Venu de nulle part, il avait cependant dû avoir une nourrice généreuse dans sa prime jeunesse. Mais tout ce dont il se souvenait, me dit-il, c'était ce lubrique curé qui lui enseigna les rudiments de la lecture et de l'écriture, et où il séjourna quelque temps. Il s'était enfui de ce gîte un soir, croyant désormais vivre libre, en vagabond. Toutefois à Paris, même cet état a des règles : les mendiants y ont leurs territoires attitrés qu'ils défendent jalousement. Plusieurs fois, Simon essuya leurs menaces mais, plus par bêtise que par insolence, il ne déguerpit pas. À la fin, pour bien lui faire entrer la leçon dans la tête, ils la lui ouvrirent à coups de pierre, et c'est plus mort que vif que le compagnon de la Charogne l'avait trouvé sous le pont Neuf. Après avoir songé l'achever pour le revendre à ces messieurs de la Faculté qui sont friands de corps frais, il hésita, décidant finalement de le traîner jusqu'à son minable logis. Simon avait une belle constitution et la tête dure : en deux jours, il était remis. L'odieux couple imagina alors le prostituer, mais sa terrible corpulence faisait fuir les clients. Il est vrai que, dans cette manie, les faibles sont souvent plus goûtés que les forts. Ne sachant qu'en faire, ils le gardèrent pour diverses corvées qu'ils lui rétribuaient généreusement à coups de bâton. Rendu à demi sauvage, totalement prostré dans l'intervalle des cruautés qu'il endurait quotidiennement, son intelligence ne s'en était pas améliorée.

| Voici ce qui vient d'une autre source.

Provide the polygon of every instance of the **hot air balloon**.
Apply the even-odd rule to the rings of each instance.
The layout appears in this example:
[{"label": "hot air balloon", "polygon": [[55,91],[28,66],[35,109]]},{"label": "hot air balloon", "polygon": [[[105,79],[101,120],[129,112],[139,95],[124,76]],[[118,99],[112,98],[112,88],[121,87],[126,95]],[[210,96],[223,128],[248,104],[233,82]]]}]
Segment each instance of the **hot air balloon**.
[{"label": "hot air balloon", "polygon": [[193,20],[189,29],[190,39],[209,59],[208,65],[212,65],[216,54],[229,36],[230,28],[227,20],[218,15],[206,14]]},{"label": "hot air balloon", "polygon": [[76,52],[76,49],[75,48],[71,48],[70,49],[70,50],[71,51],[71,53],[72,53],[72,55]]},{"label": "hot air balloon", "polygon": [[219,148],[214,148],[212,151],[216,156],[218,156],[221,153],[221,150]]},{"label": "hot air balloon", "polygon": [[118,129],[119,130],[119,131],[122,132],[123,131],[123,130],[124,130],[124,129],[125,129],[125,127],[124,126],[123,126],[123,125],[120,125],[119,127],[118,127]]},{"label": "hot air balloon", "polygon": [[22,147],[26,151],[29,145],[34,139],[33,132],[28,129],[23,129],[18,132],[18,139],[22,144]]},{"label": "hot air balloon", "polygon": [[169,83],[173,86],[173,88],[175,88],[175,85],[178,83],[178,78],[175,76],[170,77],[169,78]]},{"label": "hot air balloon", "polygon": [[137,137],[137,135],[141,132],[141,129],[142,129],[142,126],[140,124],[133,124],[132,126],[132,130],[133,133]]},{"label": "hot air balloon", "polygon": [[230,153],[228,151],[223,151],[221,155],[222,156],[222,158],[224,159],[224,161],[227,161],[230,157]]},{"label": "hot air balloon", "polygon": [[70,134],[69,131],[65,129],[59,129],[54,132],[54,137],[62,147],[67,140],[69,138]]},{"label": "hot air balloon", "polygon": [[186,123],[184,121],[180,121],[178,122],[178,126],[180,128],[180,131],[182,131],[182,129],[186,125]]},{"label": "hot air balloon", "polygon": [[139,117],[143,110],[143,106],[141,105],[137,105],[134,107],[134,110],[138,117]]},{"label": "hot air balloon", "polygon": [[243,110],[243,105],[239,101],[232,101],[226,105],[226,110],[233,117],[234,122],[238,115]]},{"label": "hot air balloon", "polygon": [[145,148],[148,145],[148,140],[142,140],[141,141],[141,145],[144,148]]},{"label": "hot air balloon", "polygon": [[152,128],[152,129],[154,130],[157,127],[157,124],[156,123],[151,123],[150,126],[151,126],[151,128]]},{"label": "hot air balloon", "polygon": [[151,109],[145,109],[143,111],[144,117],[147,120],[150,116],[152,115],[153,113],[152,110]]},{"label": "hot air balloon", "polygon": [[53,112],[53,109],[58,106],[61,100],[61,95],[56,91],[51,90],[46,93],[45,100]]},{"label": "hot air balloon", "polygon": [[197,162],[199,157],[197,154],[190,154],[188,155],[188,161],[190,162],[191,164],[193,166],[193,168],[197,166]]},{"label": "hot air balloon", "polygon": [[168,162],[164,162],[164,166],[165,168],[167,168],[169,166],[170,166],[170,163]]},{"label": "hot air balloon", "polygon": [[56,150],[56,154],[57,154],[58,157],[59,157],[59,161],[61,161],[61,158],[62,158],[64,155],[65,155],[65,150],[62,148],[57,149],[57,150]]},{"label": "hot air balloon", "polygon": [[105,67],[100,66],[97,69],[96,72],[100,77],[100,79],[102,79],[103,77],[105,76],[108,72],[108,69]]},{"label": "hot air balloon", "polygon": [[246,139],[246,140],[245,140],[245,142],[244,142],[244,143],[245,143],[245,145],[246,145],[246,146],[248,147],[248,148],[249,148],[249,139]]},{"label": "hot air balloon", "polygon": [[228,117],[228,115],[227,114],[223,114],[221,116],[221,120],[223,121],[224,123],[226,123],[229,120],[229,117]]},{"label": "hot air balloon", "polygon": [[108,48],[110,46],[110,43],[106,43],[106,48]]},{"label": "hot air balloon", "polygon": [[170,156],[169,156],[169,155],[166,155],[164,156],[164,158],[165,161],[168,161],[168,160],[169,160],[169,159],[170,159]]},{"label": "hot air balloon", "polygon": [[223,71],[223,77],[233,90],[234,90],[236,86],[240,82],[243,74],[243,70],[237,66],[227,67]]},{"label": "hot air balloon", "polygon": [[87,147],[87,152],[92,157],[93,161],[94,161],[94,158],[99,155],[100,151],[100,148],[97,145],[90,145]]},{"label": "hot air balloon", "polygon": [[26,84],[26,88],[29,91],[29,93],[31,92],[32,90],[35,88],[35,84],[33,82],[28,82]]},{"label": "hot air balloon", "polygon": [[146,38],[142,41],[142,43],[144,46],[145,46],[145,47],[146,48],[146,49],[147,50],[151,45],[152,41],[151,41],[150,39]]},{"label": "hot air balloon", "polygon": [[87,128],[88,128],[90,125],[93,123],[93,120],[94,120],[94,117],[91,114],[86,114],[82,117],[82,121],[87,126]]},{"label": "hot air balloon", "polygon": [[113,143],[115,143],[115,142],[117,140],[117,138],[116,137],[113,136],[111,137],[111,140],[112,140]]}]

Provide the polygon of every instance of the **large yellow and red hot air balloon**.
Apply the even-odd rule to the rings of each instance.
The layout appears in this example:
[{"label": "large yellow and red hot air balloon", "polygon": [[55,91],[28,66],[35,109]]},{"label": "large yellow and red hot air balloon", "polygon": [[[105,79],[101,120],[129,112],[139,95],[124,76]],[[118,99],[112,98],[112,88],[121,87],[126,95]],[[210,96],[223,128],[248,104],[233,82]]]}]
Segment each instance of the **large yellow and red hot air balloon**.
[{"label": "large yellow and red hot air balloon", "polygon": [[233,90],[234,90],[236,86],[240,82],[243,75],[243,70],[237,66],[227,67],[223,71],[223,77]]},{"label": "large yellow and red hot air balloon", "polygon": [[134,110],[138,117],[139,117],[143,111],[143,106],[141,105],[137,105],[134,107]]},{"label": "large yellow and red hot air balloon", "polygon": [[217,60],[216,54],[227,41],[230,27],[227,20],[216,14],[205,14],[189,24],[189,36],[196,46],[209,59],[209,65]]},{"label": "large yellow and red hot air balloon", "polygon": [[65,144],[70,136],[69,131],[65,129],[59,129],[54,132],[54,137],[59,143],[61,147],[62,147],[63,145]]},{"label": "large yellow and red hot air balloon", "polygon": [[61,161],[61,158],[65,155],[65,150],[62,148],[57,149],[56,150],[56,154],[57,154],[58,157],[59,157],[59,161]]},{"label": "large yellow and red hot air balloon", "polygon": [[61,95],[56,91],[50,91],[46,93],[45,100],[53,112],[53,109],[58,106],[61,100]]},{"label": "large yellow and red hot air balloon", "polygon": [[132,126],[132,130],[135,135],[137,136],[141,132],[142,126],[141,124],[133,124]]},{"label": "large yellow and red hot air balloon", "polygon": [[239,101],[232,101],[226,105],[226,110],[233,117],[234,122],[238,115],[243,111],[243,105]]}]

Au cours des premiers temps passés dans ma maison, Simon démontra cependant qu'il pouvait apprendre, au moins à l'imitation. Ma naine lui enseigna diverses astuces utiles à son service auprès de moi, tandis que je pris l'habitude de lui parler de mille choses, comme l'on fait avec un animal de compagnie dont on s'amuse à croire qu'il nous comprend. Mais Simon n'avait pas plus d'entendement qu'un lévrier ou un angora, qualité inestimable pour un domestique car elle permet de ne rien s'interdire d'évoquer en sa présence. J'avais toutefois remarqué qu'il savait observer. Peu à peu, en plus de me servir, il sut à la perfection mes habitudes. Il m'accompagna bientôt dans toutes mes expéditions, marchant toujours deux pas en deçà de moi, répondant au sifflet comme un bon chien de chasse. J'avais pris soin de le faire habiller d'une livrée sombre et austère, ce qui redoublait l'effet de sa puissante physionomie. Chez tous mes amis on me l'envia, en particulier chez M. de Richelieu, à qui je dus promettre de le lui céder s'il me prenait l'envie de m'en débarrasser. Pour l'heure, je n'en avais pas le dessein et tout Paris s'habitua à me voir accompagné en tous lieux par ce ténébreux serviteur.